Skillet-to-oven cooking delivers perfect doneness and sealed in juices, making it worthy of an encore. Take a bow, and dinner is served.
Simply put, this method involves searing beef on the stovetop and finishing it in the oven. It works best for thicker cuts, which need a bit more cooking time to bring up the internal temperature. Well-seasoned cast iron pans work best, but any ovenproof, non-stick skillet will do. See our skillet-to-oven cooking chart for recommendations and guidelines
Some recipes suggest coating each steak lightly with oil (or adding oil to the pan before searing), but we've found the fat content in most steaks is enough to go without. It's healthier and results in less smoke, too. Pat the steaks dry, and if you're using a spice blend, rub it in now, or just hit both sides with a few shakes of salt and pepper.
Preheat an ovenproof skillet over medium heat and the oven to 350ºF, depending on your recipe. It's important to get both ready to go — and have a timer handy — because the next couple of steps will go by quickly.
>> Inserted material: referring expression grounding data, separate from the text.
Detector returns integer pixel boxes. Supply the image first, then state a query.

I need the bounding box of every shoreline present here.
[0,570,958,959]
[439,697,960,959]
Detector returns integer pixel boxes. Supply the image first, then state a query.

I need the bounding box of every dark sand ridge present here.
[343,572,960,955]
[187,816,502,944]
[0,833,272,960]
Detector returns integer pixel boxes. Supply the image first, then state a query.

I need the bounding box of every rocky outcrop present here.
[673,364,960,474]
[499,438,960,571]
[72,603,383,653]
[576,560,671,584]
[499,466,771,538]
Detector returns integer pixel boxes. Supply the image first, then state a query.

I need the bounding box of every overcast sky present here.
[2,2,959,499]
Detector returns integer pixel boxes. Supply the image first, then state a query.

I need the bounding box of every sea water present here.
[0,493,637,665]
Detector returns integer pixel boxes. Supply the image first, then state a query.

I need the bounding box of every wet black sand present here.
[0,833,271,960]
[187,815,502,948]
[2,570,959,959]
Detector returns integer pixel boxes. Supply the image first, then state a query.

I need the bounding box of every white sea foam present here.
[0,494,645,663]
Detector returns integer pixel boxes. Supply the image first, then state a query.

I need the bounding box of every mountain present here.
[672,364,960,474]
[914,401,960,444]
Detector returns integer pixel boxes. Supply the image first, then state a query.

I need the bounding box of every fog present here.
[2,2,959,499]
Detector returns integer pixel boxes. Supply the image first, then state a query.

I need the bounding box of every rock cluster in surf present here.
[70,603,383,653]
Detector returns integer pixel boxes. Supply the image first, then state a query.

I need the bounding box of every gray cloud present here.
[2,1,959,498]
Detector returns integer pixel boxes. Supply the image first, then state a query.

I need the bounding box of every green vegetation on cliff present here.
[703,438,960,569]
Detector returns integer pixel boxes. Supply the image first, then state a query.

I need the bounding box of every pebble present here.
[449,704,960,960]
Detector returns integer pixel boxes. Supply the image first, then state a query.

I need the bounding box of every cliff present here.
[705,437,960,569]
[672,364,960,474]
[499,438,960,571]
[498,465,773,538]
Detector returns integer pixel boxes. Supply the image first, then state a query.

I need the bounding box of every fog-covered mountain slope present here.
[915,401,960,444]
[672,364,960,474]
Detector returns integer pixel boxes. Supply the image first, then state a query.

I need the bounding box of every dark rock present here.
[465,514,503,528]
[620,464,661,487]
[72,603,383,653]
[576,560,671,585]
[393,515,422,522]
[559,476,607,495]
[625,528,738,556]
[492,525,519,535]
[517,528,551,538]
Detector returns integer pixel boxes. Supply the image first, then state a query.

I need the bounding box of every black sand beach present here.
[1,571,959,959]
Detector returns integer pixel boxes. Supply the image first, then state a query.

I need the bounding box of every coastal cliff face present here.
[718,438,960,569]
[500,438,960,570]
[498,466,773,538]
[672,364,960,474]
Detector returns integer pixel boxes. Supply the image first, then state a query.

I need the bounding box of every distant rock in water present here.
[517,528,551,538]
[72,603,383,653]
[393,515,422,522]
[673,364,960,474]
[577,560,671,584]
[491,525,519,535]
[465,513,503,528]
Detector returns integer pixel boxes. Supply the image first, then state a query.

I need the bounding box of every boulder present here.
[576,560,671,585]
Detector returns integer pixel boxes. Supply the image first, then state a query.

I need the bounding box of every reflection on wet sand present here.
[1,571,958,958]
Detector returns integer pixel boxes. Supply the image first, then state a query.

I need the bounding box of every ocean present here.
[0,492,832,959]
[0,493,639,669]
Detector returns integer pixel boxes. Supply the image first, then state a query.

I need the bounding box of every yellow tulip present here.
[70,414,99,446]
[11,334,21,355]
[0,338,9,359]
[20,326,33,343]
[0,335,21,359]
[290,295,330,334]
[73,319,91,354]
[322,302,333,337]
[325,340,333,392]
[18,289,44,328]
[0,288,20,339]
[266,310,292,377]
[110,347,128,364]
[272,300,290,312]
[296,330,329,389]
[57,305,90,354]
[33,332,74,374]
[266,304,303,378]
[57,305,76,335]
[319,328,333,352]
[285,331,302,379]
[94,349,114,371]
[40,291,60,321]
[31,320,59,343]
Place your steak into the hot skillet and sear, no more than two minutes per side. The goal is to give it a rich brown color. Trust your timer and flip only once.
Now that you have that sweet sear on the outside, it's time to bring up the internal temperature. Quickly flip the steak back over to the first side using tongs and slide the skillet into the preheated oven. Follow the timing guidelines and test for doneness with an instant-read thermometer. Be sure to pull the skillet as soon as the steak reaches your target temperature because it will continue to rise for a few minutes.
Transfer the steak immediately from the skillet to a serving plate or cutting board and cover loosely with aluminum foil (this is called tenting). As always, resting time is essential. Give it at least 5–7 minutes, then top it off with some compound butter.
Many recipes say to bring meat to room temperature before cooking, but we recommend against it for food safety reasons. Our cooking chart is based on straight-from-the-fridge timing.
This term refers to the temperature at which various cooking oils begin to break down and produce smoke. Oils with higher smoke points — such as canola, peanut or grapeseed — are better suited for cooking at higher temperatures.